2. Materials and Methods

2.1. Plant Materials and Experimental Reagents

Huangdenglong peppers with high pungency were used for cloning the CCR genes, and another two varieties including Haijiao 218 (Hainan Jiangbao Seed Co., Ltd., Haikou, China) with medium pungency, Zhongtian F1 (Zhanjiang Earth Vegetable Seed Co., Ltd., Zhanjiang, China) with no pungency, were used to analyze the content of metabolites. All materials were planted in the horticultural experimental station of Hainan University. p-Coumaric acid, ferulic acid, sinapic acid, coenzyme-A (CoA), and reduced b-nicotinamide adenine dinucleotide phosphate (NADPH) for hydroxycinnamoyl-CoA production were purchased from Sigma-Aldrich. Reagents for buffers, media, and other solutions were obtained from Sigma-Aldrich (St. Louis, MO, USA), Shenggong (Shanghai, China), Vazyme (Nanjing, China), Suzhou Comin Biotech Co., Ltd. (Suzhou, China), etc.

2.2. Multiple Sequence Alignments, Phylogenetic Analysis of Pepper CCRs and CCR-like Gene Family

Deduced protein sequences of pepper CCRs and CCR-like gene family, and functional CCRs identified from other plant species were retrieved from the National Center for Biotechnological Information database (https://www.ncbi.nlm.nih.gov/ (accessed on 16 January 2022)). Multiple CCRs sequence alignment was performed using Clustal Omega (https://www.ebi.ac.uk/Tools/msa/clustalo/ (accessed on 16 January 2022)). The alignment result was further reformatted with Mview (https://www.ebi.ac.uk/Tools/msa/mview/ (accessed on 16 January 2022)). In MEGA 6 software, the neighbor-joining (NJ) method was used to undertake phylogenetic analysis.

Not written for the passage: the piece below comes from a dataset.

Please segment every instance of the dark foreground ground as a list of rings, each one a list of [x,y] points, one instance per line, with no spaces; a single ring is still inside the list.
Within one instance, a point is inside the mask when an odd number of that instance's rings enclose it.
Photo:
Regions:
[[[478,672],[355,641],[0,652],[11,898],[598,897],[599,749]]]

2.3. Analysis of Cis-Regulatory Elements in Pepper CCR and CCR-like Gene Family

We analyzed the 2000 bp sequence upstream from each gene’s initiation codon (ATG) in the pepper genome and evaluated the type and number of cis-acting regulatory DNA elements using the PLANT CARE program (http://bioinformatics.psb.ugent.be/webtools/plantcare/html/ (accessed on 16 January 2022)).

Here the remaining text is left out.